World Wide Technology’s EMEA leader has flagged sovereign AI as the “most exciting” new topic on his radar as he opened up on plans for a local hiring spree.
US-headquartered WWT rose to second spot in Oxygen 250 2025 after its UK business shattered the $3bn-revenue mark.
The privately held resell and services goliath is in UK hiring mode as it looks to grow beyond its stronghold in verticals such as financial services and life sciences, VP of global accounts, EMEA, Dominic Pierce, told IT Channel Oxygen.
It is looking to hire new sales and supporting resources to help it go deeper with existing customers and acquire new ones, he explained.
“We need to diversify into new verticals, and we’re looking to make the right hires to help us achieve that,” Pierce said.
“I’m not saying we want to go after [specific] verticals – we’re just assessing the market and looking at the opportunity versus what we do. There are disruptive new technologies like GenAI and the partnership with NVIDIA that may lead us into other customers that we wouldn’t traditionally have pursued.”
“Huge in a very short space of time”

WWT in December 2023 committed more than $500m over three years to drive enterprise AI adoption “at a global scale”.

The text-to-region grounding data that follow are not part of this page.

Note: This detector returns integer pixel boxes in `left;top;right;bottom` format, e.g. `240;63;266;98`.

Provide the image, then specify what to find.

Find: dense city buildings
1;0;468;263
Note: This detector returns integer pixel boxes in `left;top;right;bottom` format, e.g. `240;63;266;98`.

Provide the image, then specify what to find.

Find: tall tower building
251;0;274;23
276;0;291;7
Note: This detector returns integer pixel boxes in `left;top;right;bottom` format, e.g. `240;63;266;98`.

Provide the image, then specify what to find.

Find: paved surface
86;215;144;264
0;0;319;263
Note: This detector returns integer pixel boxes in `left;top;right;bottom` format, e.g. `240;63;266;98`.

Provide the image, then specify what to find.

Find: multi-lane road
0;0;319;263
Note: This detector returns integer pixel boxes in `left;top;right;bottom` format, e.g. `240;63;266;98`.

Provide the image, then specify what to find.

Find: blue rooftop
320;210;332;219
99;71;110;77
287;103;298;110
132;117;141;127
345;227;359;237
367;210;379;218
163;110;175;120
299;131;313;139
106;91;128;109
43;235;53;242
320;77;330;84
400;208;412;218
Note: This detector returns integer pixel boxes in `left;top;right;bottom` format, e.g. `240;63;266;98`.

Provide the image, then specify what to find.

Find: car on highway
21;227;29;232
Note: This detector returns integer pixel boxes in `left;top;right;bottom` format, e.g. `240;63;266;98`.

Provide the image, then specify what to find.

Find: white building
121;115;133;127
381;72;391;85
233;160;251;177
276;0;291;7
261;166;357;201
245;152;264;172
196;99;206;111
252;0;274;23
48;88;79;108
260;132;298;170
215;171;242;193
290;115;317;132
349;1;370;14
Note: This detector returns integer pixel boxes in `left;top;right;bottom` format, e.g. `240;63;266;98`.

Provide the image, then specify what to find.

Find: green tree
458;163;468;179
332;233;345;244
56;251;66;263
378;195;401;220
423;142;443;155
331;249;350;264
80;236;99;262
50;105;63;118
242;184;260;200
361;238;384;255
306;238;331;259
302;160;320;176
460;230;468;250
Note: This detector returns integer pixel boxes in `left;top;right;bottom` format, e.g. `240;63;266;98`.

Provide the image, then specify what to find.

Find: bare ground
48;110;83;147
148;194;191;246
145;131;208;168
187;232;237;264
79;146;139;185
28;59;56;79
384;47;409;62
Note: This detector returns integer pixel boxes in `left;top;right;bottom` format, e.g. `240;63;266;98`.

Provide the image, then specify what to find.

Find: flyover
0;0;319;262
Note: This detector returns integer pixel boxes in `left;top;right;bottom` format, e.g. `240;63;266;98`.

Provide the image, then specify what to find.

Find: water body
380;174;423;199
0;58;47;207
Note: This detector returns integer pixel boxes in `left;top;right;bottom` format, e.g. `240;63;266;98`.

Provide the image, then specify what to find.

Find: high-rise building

Pierce said WWT is currently sizing up the opportunity around sovereign AI, a concept evangelised by NVIDIA CEO Jensen Huang on a recent tour of Europe that took in London Tech Week, GTC Paris and Germany.
According to NVIDIA, sovereign AI ensures nations can develop and deploy AI using local infrastructure, datasets and expertise.
“This topic of sovereign AI has just become huge in a very short space of time,” Pierce said.
“It’s about how the data that resides in countries – whether it be healthcare data or financial services data, whatever it may be – is gold for that country.
“Working out what that means for WWT in the European region is going to be the big thing for us.”
“Being clearer on who we are and who we are not”
Having joined WWT from Cisco last February, Pierce acknowledged that his first nearly 18 months at the global VAR/integrator involved an “enormous learning curve”.
WWT is either number-one or two globally with most of its key vendors, which include not only Cisco but also Dell, HPE, NetApp, F5 Networks, Intel, Microsoft and Palo Alto Networks, Pierce said.
“Although we’re an enormous global organisation with $23bn of revenue, we don’t have anything like the brand recognition in the UK and European market that Cisco does – and therefore that first client interaction is a harder thing to secure,” Pierce said of his vendor-to-VAR move.
“I was 16-odd years at Cisco. You are looking at your competition through a certain lens… and then you end up partnering with them.
“It’s been an enormous learning curve to look at the market through a more external lens and work out how to partner with all those amazing vendors.”

Being “really clear” to vendors and distributors about “who we are, and who we are not” is one of Pierce’s priorities for the second half.
Generally, “but not always”, this means serving large global enterprises headquartered in the UK and across Europe.
“I’m not sure we’ve been as clear as we should have been with the partner community about the capabilities we have, and the go-to-market and client profile where we believe we can be successful together,” Pierce said.
“I’ve spent an awful lot of time with our largest partners to make sure we’ve got a joint plan to go after the right markets together.”
“Our productivity stood out”
According to numbers it split out for us, WWT’s UK top line was only topped by Softcat last year thanks to a 60% annual uplift.
What’s driving that market-busting growth?
“Largely it’s come from doing larger deals and the types of deals that consolidate vendor spend and software capability into transactions that the customer consumes in one go,” Pierce responded.
“The interesting stat isn’t so much the billions of dollars, it’s the number of employees to deliver it [WWT 2024 headcount figure stood at 262].
“Our productivity really stood out.
“That’s not because we’re better than any of those other fine organisations in the top ten; it’s more that the profile of business we go after is laser focused on those larger transformational engagements and transactions that follow.”